Residents in Queenstown’s Quail Rise claim they’re being bombarded by noisy Milford-bound planes flying “illegally low” over their homes.

They allege a “reasonably high proportion” are flying at less than the required height of 1000 feet, or 305 metres, above a built-up area (heights are still described in feet and inches).

Those planes are also required to fly east of the Shotover River.

Resident David Hay, who’s documented dozens of flights allegedly infringing the rules since last April, says the frequency of low-flying fixed-wing aircraft is “seriously compromising” the environment of Quail Rise and adjoining Manata Green.

“What we require is that the rules are followed at all times.

“A satisfactory outcome would be that the Milford flights be required to take a bigger loop upon take-off out over the less densely-built Shotover Delta – obviously allowing for incoming/outgoing jets – gaining the requisite height towards Slope Hill before aiming for Skippers Saddle.

“This would certainly ameliorate the noise levels and should not impair the tourist trade.”

Resident Jim Buckham, a retired pilot who logged about 18,000 flying hours, says “their excuse is that they’re still taking off – in actual fact, they’re not, they’re in a cruise-climb situation”.

“There’s no need to come over here at 700ft.”

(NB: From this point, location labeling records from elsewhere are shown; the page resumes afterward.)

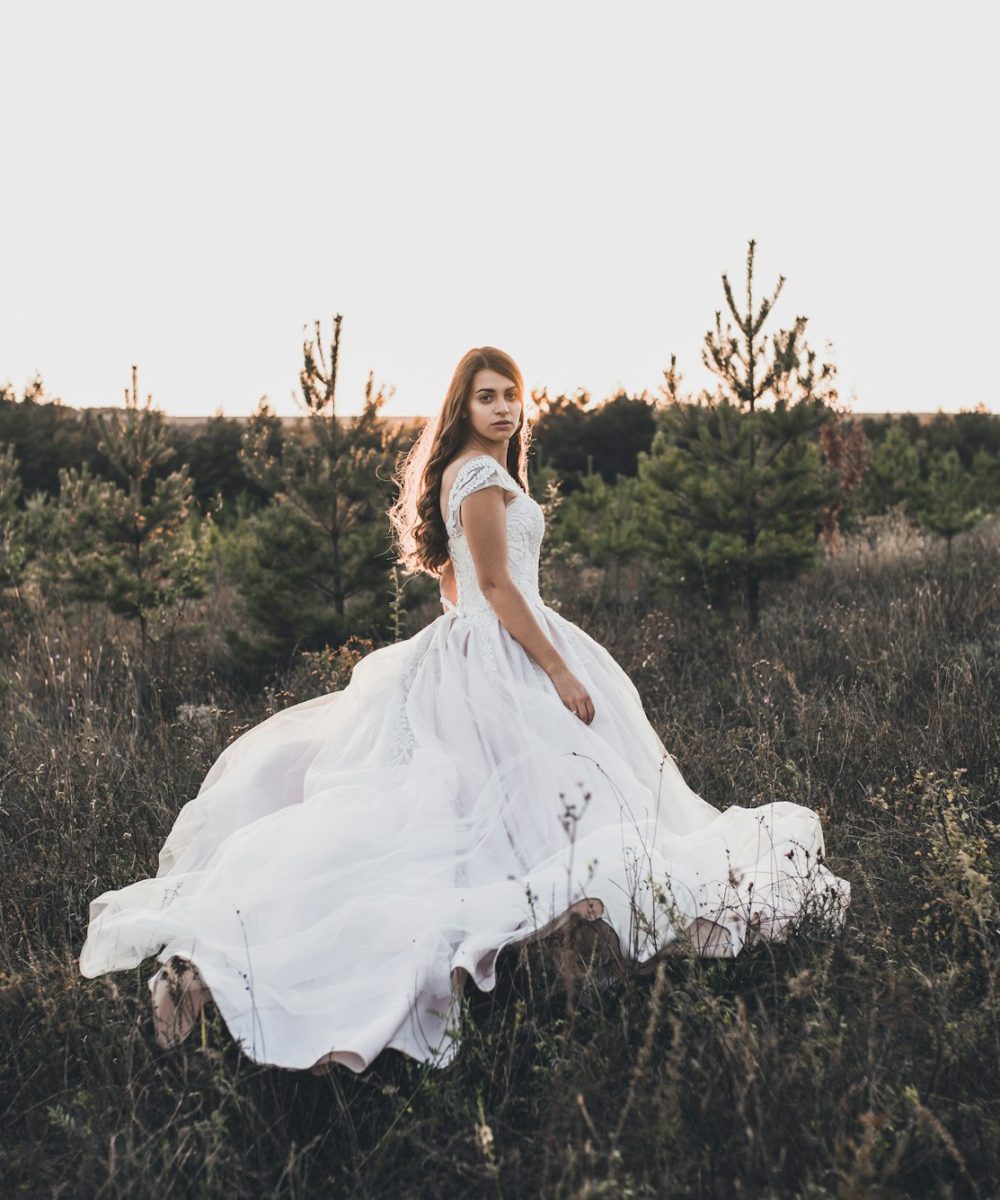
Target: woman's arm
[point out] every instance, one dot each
(449, 585)
(485, 527)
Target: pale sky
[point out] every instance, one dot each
(190, 186)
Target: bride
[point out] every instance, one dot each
(349, 862)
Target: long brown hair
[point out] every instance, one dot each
(415, 517)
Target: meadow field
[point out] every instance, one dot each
(857, 1065)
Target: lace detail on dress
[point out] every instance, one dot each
(403, 741)
(525, 531)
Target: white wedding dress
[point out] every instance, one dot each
(349, 858)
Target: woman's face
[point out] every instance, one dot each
(493, 408)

Told yesterday about residents’ concerns, Skyline Enterprises chairman Mark Quickfall, whose company operates Milford Sound Scenic Flights, says “I’ll certainly follow up with our guys and just say, ‘there has been some communication out of Quail Rise, and let’s go and look at how we can best address it’.

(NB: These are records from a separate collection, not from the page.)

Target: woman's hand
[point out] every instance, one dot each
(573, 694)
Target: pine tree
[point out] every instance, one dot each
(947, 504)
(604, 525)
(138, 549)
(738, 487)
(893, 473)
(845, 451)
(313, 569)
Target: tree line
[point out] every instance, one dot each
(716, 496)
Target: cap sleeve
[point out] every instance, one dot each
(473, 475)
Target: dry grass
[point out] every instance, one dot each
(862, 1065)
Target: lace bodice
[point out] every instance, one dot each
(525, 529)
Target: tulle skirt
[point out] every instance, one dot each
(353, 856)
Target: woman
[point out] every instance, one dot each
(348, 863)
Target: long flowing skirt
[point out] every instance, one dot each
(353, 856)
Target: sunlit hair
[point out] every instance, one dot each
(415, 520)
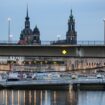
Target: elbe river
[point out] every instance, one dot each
(51, 97)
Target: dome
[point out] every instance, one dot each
(36, 30)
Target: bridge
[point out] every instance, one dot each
(53, 50)
(84, 55)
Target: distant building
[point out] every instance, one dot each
(71, 35)
(29, 36)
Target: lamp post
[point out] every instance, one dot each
(9, 20)
(104, 31)
(58, 37)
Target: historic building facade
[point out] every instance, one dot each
(29, 36)
(71, 34)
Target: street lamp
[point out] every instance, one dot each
(58, 36)
(9, 20)
(104, 31)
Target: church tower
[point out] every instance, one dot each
(36, 36)
(28, 36)
(71, 35)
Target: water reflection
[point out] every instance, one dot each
(91, 98)
(51, 97)
(37, 97)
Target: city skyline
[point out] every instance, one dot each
(51, 17)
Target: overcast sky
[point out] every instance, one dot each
(51, 17)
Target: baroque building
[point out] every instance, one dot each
(27, 35)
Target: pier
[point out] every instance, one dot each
(80, 83)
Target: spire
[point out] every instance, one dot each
(27, 17)
(71, 12)
(27, 22)
(71, 15)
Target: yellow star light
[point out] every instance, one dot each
(64, 52)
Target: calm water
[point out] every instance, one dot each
(51, 97)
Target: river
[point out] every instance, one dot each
(51, 97)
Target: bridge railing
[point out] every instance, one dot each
(4, 42)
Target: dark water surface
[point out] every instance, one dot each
(51, 97)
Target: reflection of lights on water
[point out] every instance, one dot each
(12, 98)
(24, 98)
(41, 97)
(29, 96)
(46, 97)
(18, 97)
(54, 96)
(64, 52)
(35, 97)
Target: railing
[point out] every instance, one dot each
(56, 43)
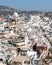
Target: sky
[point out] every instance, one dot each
(40, 5)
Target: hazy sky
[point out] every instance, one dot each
(42, 5)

“I’d like to think all the operators here are the same – we do our best to mitigate any negative impacts on people.”

Quickfall encourages residents with noise concerns to deal directly with the operator concerned, or with the Queenstown-Milford User Group, which represents all the operators.

Queenstown Airport Corporation comms manager Jen Andrews also encourages concerned residents to contact her organisation.

She says noise complaints are logged and followed up with each complainant.

Complaints also go to the airport noise liaison committee, she adds.

Airways chief operating officer Pauline Lamb says she’s also “really empathetic” towards residents’ concerns.

“We take it incredibly seriously.”

She says Airways is investigating Hay’s list of alleged infringements.

As of yesterday morning, those logged in December hadn’t been borne out, she notes.